Empati yang Membebaskan

Keadilan sesungguhnya adalah satu di antara sekian banyak atribut Tuhan yang sangat indah. Manusialah, karena keluhuran akal budinya, yang diberi amanat menjaganya dalam setiap gerak kehidupan.
Berlaku adil dan diperlakukan adil adalah formula normatif terbaik dalam kehidupan. Tidak sederhana memang karena keadilan tidak selamanya bersifat obyektif. Kadang keadilan adalah realitas yang dipersepsikan sehingga sifatnya menjadi sangat subyektif.
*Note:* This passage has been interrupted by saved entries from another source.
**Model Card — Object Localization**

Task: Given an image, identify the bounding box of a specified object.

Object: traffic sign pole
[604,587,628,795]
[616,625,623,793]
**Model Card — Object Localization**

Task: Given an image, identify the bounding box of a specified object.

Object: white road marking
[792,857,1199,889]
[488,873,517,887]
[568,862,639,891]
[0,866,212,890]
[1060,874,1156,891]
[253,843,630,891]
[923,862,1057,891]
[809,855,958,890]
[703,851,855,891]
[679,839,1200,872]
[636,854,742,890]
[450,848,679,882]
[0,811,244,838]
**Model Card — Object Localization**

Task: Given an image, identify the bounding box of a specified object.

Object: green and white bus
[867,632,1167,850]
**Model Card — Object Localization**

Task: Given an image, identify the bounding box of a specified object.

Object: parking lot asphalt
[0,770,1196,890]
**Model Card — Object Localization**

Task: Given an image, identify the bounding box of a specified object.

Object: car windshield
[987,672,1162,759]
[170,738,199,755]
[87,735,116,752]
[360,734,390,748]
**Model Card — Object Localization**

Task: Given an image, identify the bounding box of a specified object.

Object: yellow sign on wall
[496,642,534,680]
Adalah hak publik pula untuk memiliki persepsi tersendiri tentang apa itu keadilan. Dengan logikanya yang sederhana, masyarakat kadang bahkan lebih permana (cermat) dalam menakar keadilan ketimbang para penegak hukum yang berkiblat dengan logika-logika njelimet.
Apabila kita mengamini pandangan bahwa suara rakyat adalah suara Tuhan, keadilan sejati tersebut tentu saja senada dengan apa yang disuarakan rakyat.
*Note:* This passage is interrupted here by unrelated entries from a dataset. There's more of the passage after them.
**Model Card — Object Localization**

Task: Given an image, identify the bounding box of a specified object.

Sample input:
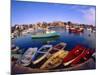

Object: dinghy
[49,42,67,54]
[18,48,37,66]
[63,45,94,66]
[32,45,52,64]
[40,50,69,70]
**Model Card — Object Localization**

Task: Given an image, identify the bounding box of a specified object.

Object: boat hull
[63,45,94,66]
[32,45,53,64]
[40,50,69,70]
[18,48,37,66]
[32,43,66,65]
[32,32,59,39]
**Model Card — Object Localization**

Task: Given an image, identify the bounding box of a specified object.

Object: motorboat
[32,31,59,38]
Realitasnya, sekian lama kita berkutat dalam lembaga bernama negara, keadilan itu rasanya menjadi semakin sulit kita temui. Semakin banyak orang menangis, histeris, karena merasa ditidakadili. Keadilan justru dikorupsi oleh aparat yang diamanati rakyat untuk menegakkannya.
Belum lagi drama cicak-buaya pupus dari ruang batin kita, kisah Minah dengan tiga biji kakao ”temuannya” belum juga bisa dilupakan, kisah pilu peradilan kita tertoreh kembali.
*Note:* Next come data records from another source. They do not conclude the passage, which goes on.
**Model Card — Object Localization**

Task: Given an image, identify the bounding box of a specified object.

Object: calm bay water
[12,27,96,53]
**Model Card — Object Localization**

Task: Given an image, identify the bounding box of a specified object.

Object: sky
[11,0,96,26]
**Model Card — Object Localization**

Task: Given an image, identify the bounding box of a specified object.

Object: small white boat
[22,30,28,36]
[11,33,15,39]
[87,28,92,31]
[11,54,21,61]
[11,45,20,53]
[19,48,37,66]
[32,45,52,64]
Kali ini Prita Mulyasari, yang tertebas ”pedang keadilan”. Prita kalah dalam gugatan perdata di Pengadilan Tinggi Banten yang mengganjarnya denda Rp 204 juta karena dianggap mencemarkan nama baik dan dokter sebuah rumah sakit ternama di Serpong. Meski proses hukum belum berakhir, rasa keadilan publik telanjur terusik.
Ada getar rasa yang tidak terkata ketika penulis membaca cerita ”Keadilan Direcehkan, Koin Dikumpulkan” (Kompas, 8/12/2009). Rasa senada juga pernah hadir ketika dukungan atas Bibit-Candra meluas di jejaring sosial dunia maya.
Psikologi empati
Dalam ranah psikologi, fenomena dukungan yang meluas di tengah masyarakat kepada pihak yang dipersepsikan sedang ditidakadili (dizalimi), seperti dalam kasus KPK dan Prita, adalah manifestasi rasa empati yang dimiliki publik.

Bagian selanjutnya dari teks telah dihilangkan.